Dave Griffiths

Personal information
- Full name: David Griffiths
- Nationality: British
- Born: 26 November 1963 Cardiff, Wales
- Died: 2 March 2007 (aged 43) Cardiff, Wales
- Height: 5 ft 8.5 in (1.74 m)

Sport
- Sport: Boxing

= Dave Griffiths (boxer) =

British boxer

David Griffiths (26 November 1963 - 2 March 2007) was a British boxer. He competed in the men's light welterweight event at the 1984 Summer Olympics, reaching the third round. He turned professional after the Games and won the Welsh super light-welterweight title in January 1988 and defended the title the following year.

==Early life==
Griffiths was born in Glossop Terrace in Adamsdown, Cardiff, Wales. He was the youngest of nine children born to Kenneth Griffiths and his wife Vivienne. He attended Willows High School.

==Career==
===Amateur===
Griffiths, a former Welsh Amateur Boxing Association champion, was chosen to represent Great Britain at the 1984 Summer Olympics in Los Angeles. At the time, he was working as a warehouseman alongside his boxing train. After receiving a bye in the first round, he was drawn against Clifton Charleswell of the United States Virgin Islands in the second.
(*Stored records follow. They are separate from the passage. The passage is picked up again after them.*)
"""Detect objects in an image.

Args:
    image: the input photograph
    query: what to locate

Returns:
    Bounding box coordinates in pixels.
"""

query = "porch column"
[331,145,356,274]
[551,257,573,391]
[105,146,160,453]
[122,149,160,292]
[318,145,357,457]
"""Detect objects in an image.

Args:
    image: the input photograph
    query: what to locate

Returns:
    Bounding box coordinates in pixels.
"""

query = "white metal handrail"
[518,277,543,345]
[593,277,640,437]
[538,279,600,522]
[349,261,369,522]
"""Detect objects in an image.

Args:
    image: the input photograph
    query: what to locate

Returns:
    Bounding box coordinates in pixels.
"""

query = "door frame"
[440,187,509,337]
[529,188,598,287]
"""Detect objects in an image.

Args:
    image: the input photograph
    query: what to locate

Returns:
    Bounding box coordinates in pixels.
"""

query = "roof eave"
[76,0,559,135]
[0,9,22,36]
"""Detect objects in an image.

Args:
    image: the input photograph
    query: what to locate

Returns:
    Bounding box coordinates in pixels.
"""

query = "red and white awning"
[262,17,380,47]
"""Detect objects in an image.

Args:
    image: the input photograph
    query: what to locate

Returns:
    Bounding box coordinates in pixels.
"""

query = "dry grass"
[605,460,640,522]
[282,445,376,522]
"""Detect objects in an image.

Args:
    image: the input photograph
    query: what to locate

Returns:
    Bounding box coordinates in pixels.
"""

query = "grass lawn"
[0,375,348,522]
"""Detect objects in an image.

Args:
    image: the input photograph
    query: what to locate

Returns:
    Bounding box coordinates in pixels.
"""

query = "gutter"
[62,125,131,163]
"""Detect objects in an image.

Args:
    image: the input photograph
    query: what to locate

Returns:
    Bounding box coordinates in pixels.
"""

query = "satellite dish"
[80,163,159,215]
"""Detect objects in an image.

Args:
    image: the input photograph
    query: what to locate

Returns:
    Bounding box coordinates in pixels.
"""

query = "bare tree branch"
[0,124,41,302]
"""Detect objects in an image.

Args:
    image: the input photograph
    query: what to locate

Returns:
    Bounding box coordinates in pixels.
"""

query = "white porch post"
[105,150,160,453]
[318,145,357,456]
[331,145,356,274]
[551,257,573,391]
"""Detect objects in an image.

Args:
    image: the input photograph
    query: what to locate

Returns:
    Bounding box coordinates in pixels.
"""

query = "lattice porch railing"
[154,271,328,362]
Griffiths won the bout via a unanimous judges' decision. In the third round, Griffiths met Dhawee Umponmaha of Thailand. He was eliminated after suffering a 4–1 points defeat, Umponmaha went on to win the silver medal in the event.

===Professional===
Griffiths turned professional after the Olympics, winning his debut fight against George Jones in January 1985. He suffered his first defeat two months later against Alastair Laurie but embarked on an undefeated run, winning five and drawing one of his next six fights. This streak was ended by points defeat to Angel Hernandez in February 1987.

In January 1988, Griffiths won the vacant Welsh super light-welterweight title by defeating Mark Pearce. He defended his title against Pearce in a rematch the following year. His last professional bout was in February 1990, in which he suffered a TKO defeat to Dave Pearce.

==Later life==
After retiring from boxing, Griffiths worked as a builder and a labourer. He died in March 2007 at the age of 43.